Bass boats are usually propelled by two means: one or (less commonly) two outboard motors at the stern, which allow the boat to cruise swiftly from place to place; and a trolling motor at the bow, which maneuvers the boat at a slow, steady through shallow, grassy areas where the angler is fishing. Should those motors fail, bass boats are often small and light-weight enough to be propelled by oars in an emergency. Bass boats are typically either constructed of aluminum alloy or fiberglass, with the former being lighter and typically smaller and less expensive than the latter. Fiberglass bass boats, however, offer more space, better handling, and the ability to house larger, more powerful outboard motors.

The developer of the modern bass boat is widely considered to be Skeeter Fishing Boats, a company now owned by Yamaha. In 1948 Holmes Thurmond patented the first Skeeter boats design, originally built by the Elders of Marshall, TX. By no means was it the last "first" for Skeeter. In 1961, he built the first bass boat from fiberglass, a huge leap forward in performance and durability. Other well-known bass boat manufacturers include Ranger, Nitro, Tracker, Triton, Stratos, Bass Cat, Champion, Lowe, G3, and Xpress.

An older usage of the term “bass boat” refers to a type of sport fishing boat once popular for fishing for striped bass off the Atlantic Coast of the United States. These bass boats were about 25 ft long and featured a hull form similar to a New England lobster boat with a sharp entry, rounded bilges, and relatively little deadrise at the stern. They were powered with inboard engines and had a top speed of about 20 knot. The typical deck configuration featured a long cockpit with a windshield at the forward end and a cuddy cabin in the bow. Examples still in production include the Fortier 26 and the Dyer 29. Some outboard-powered sport fishing boats emulate bass boat styling, including the Steiger Craft Block Islands and the Parker 2310 and 2510; however, these boats have a more sharply V-shaped hull form and are designed for higher speeds.

== Advances in technology ==

Bass boat technology has come a long way in recent years, with advancements in materials, design, and electronics. One major development has been the use of lightweight and durable materials, such as carbon fiber and fiberglass, which allow for faster speeds and improved maneuverability. Additionally, manufacturers have focused on reducing weight in other areas, such as the trailer and engine, to improve overall performance.

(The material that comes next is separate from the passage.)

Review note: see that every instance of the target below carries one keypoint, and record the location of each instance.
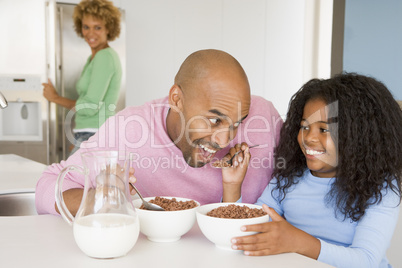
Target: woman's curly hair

In terms of design, bass boats now feature sleeker profiles and improved aerodynamics, with features such as raised casting decks and wider beams to increase stability and improve the angler's ability to cast and reel in fish. The hulls have also been refined to provide better handling in a variety of water conditions. Furthermore, the introduction of advanced electronics, such as GPS navigation systems and fish finders, has revolutionized the way anglers approach fishing, enabling them to quickly locate fish and navigate waterways with ease.